Consider the canonical Schrauder Basis $\{e_n\}_{n\in \mathbb{N}}$ of $\ell^1(\mathbb{N})$ given by $e_n(k)=\delta_{kn}$. Each permutation $\sigma: \mathbb{N}\rightarrow \mathbb{N}$ induces an isometric linear map $T_\sigma: X \rightarrow X$ given by $T_{\sigma}(e_n)=e_{\sigma(n)}$. Now, for two distinct permutations $\sigma_1$ and $\sigma_2$ there exists $k\in \mathbb{N}$ such that $\sigma_1(k)\neq \sigma_2(k)$. Thus, $$\|T_{\sigma_1}-T_{\sigma_2}\|\geq \|T_{\sigma_1}(e_k)-T_{\sigma_2}(e_k)\|=\|e_{\sigma_1(k)}-e_{\sigma_2(k)}\|=2.$$ Then $\{T_\sigma: \sigma \text{ is a permutation on }\mathbb{N}\}$ is an uncountable subset of $\ell^1(\mathbb{N})$ whose elements are all a distance of at least $2$ apart.

Answer 2

I prefer the following.

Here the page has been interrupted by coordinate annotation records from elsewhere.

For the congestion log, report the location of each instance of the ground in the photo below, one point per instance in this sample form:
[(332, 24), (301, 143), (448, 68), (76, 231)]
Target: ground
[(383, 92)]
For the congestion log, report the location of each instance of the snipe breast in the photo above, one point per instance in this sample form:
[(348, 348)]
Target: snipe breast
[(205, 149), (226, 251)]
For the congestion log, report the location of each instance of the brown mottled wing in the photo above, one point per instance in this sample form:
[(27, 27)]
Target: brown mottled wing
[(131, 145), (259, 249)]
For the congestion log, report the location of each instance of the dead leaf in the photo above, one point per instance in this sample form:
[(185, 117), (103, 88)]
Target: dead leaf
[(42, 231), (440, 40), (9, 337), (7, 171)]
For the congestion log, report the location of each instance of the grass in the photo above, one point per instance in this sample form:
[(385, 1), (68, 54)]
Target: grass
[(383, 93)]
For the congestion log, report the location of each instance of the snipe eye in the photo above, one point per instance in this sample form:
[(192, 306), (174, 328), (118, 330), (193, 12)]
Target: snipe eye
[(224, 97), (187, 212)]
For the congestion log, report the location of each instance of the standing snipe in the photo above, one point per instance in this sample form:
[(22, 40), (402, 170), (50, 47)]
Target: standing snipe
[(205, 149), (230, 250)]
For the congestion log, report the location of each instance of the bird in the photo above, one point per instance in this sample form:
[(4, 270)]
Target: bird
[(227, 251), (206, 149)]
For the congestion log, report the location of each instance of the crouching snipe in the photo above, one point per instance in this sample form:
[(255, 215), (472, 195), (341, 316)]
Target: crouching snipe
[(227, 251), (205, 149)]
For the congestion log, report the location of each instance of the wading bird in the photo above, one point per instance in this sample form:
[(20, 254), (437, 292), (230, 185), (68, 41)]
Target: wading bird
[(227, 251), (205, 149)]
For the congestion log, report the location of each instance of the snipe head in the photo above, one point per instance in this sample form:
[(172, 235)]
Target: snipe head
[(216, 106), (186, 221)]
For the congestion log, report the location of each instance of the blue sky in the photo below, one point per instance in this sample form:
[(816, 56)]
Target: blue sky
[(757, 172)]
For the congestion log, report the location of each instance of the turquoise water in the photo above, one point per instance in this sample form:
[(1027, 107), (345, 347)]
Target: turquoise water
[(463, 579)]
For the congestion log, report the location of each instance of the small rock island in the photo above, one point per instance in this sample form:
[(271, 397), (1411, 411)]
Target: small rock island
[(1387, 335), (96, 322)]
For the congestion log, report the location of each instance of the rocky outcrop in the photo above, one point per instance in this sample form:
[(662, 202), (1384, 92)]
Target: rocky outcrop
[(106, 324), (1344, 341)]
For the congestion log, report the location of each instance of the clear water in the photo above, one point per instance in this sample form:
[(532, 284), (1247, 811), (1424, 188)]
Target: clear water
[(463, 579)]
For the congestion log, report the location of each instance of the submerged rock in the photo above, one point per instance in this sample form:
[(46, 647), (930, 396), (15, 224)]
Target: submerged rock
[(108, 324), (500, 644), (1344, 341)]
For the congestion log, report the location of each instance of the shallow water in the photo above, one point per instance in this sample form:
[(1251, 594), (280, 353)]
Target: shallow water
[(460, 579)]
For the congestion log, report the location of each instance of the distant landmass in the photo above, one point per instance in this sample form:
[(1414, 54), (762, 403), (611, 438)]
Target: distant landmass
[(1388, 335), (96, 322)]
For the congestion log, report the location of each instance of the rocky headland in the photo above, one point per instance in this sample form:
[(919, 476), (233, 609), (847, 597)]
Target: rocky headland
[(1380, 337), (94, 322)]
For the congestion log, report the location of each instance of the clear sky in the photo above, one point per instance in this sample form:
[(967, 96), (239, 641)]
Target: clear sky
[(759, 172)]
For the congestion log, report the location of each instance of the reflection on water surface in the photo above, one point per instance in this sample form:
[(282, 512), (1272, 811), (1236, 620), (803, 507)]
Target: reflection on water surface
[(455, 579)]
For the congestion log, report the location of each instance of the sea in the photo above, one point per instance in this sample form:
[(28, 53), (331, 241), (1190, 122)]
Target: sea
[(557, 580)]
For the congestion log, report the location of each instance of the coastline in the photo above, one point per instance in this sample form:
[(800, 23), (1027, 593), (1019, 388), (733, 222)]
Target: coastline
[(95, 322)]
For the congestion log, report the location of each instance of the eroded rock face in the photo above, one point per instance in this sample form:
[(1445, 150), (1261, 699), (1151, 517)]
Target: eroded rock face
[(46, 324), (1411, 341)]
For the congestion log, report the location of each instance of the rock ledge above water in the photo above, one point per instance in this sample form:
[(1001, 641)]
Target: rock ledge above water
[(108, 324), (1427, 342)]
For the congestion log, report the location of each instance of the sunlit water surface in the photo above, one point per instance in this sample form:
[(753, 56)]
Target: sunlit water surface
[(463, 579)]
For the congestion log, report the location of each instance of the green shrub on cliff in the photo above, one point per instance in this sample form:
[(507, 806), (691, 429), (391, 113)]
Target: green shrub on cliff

Let $E\subset\mathbb{N}.$ Define $T_E:X\to X$ by $$T_E(e_n)=\begin{cases} e_n & n\in E\\ 0 & n\notin E\end{cases}$$ where $\{e_n\}_{n=1}^\infty$ denotes the standard topological basis in $\ell^1.$

Then $\|T_E\|=1$ and $\|T_E-T_F\|=2$ for $E\neq F.$ The cardinality of $\{T_E\}_{E\subset \mathbb{N}}$ is continuum.

According to suggestion of @RobertFurber, one can as well consider $$S_E(x)=\left (\sum_{n\in E} x_n\right )e_1$$ Again $\|S_E\|=1,$ $\|S_E-S_F\|=2$ for $E\neq F.$

Remark The first method can be applied to any $\ell^p$ space.